Georgia High School Celebrates 'First-Ever' Integrated Prom
April 22, 2007 -- High school senior classes in America are famous for embracing tradition -- but Saturday night, at one Georgia high school, a long-standing tradition died and students rejoiced.
For the first time, Turner County High School in Ashburn, Ga., about 80 miles north of the Florida border, hosted a prom open to both black and white students.
Fifty-five percent of Ashburn's 4,000 residents are black. The other 45 percent are white. The ratio holds about the same for the high school's 456 students, and among the senior class the ratio of black and white students is almost even.
For as long as anyone can remember, the high school has not held an official school prom.

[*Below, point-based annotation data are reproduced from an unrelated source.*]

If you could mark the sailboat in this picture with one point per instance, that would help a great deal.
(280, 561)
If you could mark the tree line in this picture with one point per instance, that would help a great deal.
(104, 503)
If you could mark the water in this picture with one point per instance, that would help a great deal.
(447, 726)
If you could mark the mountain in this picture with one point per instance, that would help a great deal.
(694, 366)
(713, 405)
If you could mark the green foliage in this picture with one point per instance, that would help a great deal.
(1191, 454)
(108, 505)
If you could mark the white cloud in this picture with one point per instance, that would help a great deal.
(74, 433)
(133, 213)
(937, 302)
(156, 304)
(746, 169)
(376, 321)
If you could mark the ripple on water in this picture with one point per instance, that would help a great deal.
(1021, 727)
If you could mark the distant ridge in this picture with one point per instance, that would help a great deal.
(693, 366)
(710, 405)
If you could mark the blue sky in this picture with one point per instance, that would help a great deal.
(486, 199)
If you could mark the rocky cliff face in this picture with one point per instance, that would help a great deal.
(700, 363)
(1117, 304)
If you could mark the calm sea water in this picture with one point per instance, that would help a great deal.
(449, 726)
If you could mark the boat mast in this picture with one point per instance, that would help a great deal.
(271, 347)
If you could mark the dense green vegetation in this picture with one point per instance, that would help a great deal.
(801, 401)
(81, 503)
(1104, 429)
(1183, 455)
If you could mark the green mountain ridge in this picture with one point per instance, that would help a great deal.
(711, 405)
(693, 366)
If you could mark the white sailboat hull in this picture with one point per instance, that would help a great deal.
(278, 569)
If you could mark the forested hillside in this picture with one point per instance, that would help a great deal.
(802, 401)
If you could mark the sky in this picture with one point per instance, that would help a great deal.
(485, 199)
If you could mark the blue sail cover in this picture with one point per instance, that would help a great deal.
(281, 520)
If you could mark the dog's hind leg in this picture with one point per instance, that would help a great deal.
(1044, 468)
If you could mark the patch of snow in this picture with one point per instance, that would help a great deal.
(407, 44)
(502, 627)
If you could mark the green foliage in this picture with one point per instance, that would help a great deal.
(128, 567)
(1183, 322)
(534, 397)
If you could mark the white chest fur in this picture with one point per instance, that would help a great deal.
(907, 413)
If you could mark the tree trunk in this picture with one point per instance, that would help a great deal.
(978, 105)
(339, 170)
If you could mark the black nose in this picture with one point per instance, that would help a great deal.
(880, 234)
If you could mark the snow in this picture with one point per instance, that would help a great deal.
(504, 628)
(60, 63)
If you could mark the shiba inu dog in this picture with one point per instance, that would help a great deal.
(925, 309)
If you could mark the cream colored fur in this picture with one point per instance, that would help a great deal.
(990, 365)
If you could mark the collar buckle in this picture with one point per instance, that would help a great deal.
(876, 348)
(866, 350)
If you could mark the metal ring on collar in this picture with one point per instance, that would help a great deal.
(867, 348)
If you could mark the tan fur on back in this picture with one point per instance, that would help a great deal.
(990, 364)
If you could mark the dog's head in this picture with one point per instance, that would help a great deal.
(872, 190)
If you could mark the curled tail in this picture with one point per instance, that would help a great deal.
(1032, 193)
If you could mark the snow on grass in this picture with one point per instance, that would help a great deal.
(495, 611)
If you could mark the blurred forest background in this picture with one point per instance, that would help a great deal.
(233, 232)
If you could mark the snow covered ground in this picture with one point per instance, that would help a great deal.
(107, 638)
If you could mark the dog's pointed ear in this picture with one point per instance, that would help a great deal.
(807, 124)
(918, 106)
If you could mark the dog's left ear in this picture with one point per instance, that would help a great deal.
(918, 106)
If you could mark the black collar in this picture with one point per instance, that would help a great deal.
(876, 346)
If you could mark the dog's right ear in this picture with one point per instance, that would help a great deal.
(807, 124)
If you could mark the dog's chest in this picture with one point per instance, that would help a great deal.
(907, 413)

Instead, there have been two unofficial events -- a black prom and a white prom.
But this year, under the guidance of four elected senior-class officers -- two black, two white -- and a first-year high school principal, the school combined the previously segregated dances into a single prom in the school's newly built gymnasium.
The event, appropriately, was called the "Breakaway," as in breaking from tradition.
"Everybody's always said they wanted to but nobody went for it to get it done," said senior class president James Hall. "It just took some courage from the students to get it done."
Donations poured in from around the world, helping to pay for the night's tropical theme and contribute to the price of admission for those who couldn't afford it. After decades spent apart, students of all colors celebrated together.
"It wasn't just white people dancing with white people, black people dancing with black people," said Turner senior Amanda Alberson. "Color didn't matter, just like I hoped. We just had fun, had a blast."
Planning for 'Something Special'
For Turner principal Chad Stone, the event was many years in the making.
"We were aware that they always had separate proms here," said Stone. "We've always tried to have one prom for the students here, but they'd rather have their own."
Stone may have just taken over as principal this year, but he knows the landscape at Turner well, having served five years as a social studies teacher and four as an assistant principal.
When the four senior-class officers announced in September that they wanted to end the tradition of holding segregated proms, he said he was open to the idea.
The school's administration addresses the issue of a prom in the school's handbook, offering to provide financial support and a location for the event -- under two conditions: The class officers, and the larger student body, had to demonstrate a genuine support for the event, and they had to agree to a few reasonable prom policies.
After they agreed to the latter, it didn't take too much for the Class of 2007 to show Stone the shared sentiment.
"I just think this is a close-knit group of kids," Stone said. "Everybody here, white and black, this probably [is] as close knit a group as I've seen."
Stone couldn't point to one single characteristic that had made this class want to strike a different course, but he said parents had helped bring together the two sides who every day share classes, athletic fields and all the other experiences of high school in America. It's a sentiment that has spilled over to the younger students, he said.
"These are things that are going to be remembered as pretty special, and that's how we want to [be] remembered," Stone said. "We already go to school together -- let's start a tradition so that in 20 years from now, this is no big deal at all."